This rule should be read in connection with former M. Bar R. 6(a), which sets forth eligibility requirements of financial institutions where client funds are deposited.
REPORTER'S NOTES:
Model Rule 1.15 (2002) corresponds to M. Bar R. 3.6(e). Both rules address a lawyer's duty to account for and return clients' property. Whether deemed an agent, an agent with fiduciary duties, or a trustee, lawyers have duties to account for and return clients' property. In addition to these two principal duties, lawyers have certain obligations with respect to property when the rights to its ownership are in dispute. Further, lawyers have ministerial obligations with respect to recordkeeping.
Model Rule 1.15 is substantively consistent with M. Bar R. 3.6(e), as well as with the Restatement (Third) § 44 (safeguarding and segregating property), § 45 (surrendering possession of property) and § 46 (documents relating to a representation).
The Task Force recommended adding the requirement that records of accounts of client funds be preserved for a minimum of eight years.
The Task Force further recommended the inclusion of new subparagraph 1.15(f), which speaks to the issue of a lawyer's retention of a client's files. The rule requires that after representation is terminated, a lawyer must keep all information and data of the clients for a minimum of eight years (or longer if the statute of limitation for a cause of action in which such property may come into evidence exceeds six years). There is an added requirement for client records with intrinsic value (such as original, signed documents). Subparagraph (f) was recommended by the Advisory Committee on Professional Responsibility, and adopted by the Supreme Judicial Court in July, 2005.
Finally, 1.15 reflects the Maine Bar Foundation's comprehensive review of Maine's IOLTA (Interest on Attorney Trust Accounts) rules and the Supreme Judicial Court's adoption of amendments to those rules. See Rules amendments at SJC-51 and 2008 ME. Rules 07. Model Rule 1.15(b) requires lawyers to establish accounts known as IOLTA accounts, which generate interest on pooled accounts made up of individual deposits which are nominal in amount or expected to be held for a short period of time and which meet the requirements of former M. Bar R. 6(a)(3). The effect is to make participation in IOLTA mandatory, and interest and dividend rates on IOLTA accounts comparable with similarly constituted bank accounts. Maine Bar Rule 6(a)(2)-(3) is the Board of Bar Overseers administrative rule regarding IOLTA accounts, and includes provisions defining bank eligibility.

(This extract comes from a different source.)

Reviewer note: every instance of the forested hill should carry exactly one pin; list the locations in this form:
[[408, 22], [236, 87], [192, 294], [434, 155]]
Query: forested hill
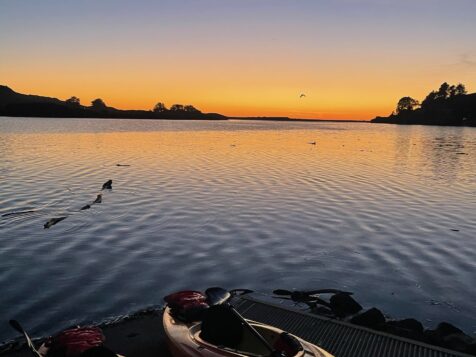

After discussion, the Task Force recommended the adoption of the language and structure of Rule 1.15, with the above noted additions and modifications.
Advisory Note - November 2011
The deleted phrase clarifies that Rule 1.15(f) pertains to an attorney's responsibilities to a former client when the attorney-client relationship ends. In circumstances when a proxy is appointed, M. Bar R. 7.3(f) governs.